Seen and Heard: Race, COVID and What Philanthropy Can Do to Support Youth

Publication date: 
August, 2023

In March of 2020, in an effort to ensure the safety of youth and communities in the face of the burgeoning global pandemic brought about by COVID19, schools across the state of Connecticut abruptly shut down. Youth and their caregivers were notified that school buildings would reopen when it was deemed safe, and that plans for “remote learning” would be forthcoming. While many immediately understood the pandemic as a global public health crisis of an unprecedented scope, the ensuing weeks, months and years have laid bare our country’s other long-harbored, oft-disregarded crisis - the deeply entrenched racial, economic and social inequities operating within and perpetuated by housing, healthcare, education, workforce, immigration, housing and criminal justice systems.

As foundations committed to youth voice and leadership, the Perrin Family Foundation, Leever Foundation, and the Ritter Family Foundation shared a
deep concern about the astounding absence of young people’s voices in the discussion, discourse, and decision-making happening about them.
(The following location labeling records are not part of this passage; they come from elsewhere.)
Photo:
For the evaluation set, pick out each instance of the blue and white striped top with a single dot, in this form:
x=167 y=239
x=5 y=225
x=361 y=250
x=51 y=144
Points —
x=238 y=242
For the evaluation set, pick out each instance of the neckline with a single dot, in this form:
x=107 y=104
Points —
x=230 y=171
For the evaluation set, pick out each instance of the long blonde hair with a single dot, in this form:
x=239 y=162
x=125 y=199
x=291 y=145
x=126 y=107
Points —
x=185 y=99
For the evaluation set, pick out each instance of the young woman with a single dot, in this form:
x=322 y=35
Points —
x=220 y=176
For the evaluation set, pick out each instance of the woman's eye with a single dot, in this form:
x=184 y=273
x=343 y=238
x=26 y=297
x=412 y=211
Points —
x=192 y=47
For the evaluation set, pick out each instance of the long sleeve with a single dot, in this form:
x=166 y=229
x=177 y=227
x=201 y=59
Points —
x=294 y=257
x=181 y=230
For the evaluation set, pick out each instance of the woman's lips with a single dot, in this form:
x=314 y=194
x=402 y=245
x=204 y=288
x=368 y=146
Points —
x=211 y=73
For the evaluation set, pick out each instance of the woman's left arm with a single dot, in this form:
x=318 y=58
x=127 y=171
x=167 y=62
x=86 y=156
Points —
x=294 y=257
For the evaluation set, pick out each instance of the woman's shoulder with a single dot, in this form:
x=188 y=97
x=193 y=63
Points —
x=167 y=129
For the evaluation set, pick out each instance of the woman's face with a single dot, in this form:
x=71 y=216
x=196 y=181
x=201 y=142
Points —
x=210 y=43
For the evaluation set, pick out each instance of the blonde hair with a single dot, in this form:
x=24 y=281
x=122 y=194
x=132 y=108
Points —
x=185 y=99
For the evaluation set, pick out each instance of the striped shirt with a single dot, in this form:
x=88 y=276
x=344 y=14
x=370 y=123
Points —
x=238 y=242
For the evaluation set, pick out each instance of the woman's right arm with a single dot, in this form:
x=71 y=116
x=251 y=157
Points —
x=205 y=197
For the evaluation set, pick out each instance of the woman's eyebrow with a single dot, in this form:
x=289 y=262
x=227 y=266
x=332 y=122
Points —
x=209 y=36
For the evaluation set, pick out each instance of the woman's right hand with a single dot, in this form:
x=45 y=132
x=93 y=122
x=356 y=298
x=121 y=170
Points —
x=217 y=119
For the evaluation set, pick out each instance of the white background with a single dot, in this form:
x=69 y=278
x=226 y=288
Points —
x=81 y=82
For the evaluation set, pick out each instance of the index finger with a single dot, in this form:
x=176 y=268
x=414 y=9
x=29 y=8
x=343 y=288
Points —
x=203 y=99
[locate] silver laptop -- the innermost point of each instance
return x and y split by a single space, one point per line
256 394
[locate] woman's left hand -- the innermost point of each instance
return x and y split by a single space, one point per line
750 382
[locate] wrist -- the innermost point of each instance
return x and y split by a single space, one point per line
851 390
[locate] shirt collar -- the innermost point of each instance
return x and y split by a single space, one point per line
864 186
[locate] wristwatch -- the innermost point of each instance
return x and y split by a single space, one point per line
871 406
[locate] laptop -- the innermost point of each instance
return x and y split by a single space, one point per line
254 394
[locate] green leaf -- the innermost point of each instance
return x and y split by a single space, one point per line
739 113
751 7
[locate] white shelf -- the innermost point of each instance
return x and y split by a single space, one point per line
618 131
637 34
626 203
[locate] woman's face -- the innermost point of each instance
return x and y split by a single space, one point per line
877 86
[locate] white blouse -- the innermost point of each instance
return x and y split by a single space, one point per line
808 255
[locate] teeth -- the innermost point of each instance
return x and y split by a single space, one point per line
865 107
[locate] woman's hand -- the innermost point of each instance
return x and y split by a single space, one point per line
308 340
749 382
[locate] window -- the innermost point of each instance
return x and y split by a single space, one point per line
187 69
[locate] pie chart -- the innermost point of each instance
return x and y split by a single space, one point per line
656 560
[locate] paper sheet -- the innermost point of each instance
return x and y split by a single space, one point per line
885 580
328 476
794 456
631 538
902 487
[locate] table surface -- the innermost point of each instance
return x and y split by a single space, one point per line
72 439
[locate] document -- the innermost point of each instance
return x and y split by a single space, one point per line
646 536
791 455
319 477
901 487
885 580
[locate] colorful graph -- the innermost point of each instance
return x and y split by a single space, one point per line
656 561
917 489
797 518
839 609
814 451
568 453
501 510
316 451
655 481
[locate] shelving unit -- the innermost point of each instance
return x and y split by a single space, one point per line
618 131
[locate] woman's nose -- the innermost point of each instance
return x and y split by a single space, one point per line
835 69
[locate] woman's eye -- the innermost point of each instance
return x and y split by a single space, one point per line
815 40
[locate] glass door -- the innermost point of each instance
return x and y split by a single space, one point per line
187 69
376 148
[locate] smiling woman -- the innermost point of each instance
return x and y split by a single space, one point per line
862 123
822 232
Together, with additional support from the Nellie Mae Education Foundation, we created an opportunity to surface, elevate, and amplify young people’s voices. Over the course of 2020, we heard from more than 500 young people who spoke not only of the impact of the pandemic, but of the murder of George Floyd, of new-found awareness of history, legacy, and presence of white supremacy, of rising up for racial justice, and of the precariousness of our democracy in the midst of the 2020 presidential election.

From the outset, this project sought not only to elevate young people’s voices, but to help advance critical conversations about the confluence of structural inequities on young people’s lives. While many young people shared their challenges and struggles, they also spoke about moments of joy, pride, determination, resistance, how they were taking care of themselves, and the hopes they have for more just communities. Their perspectives and insights often starkly illustrated this fundamental truth: youth of color are disproportionately affected by the structural inequity that is ubiquitous in our society.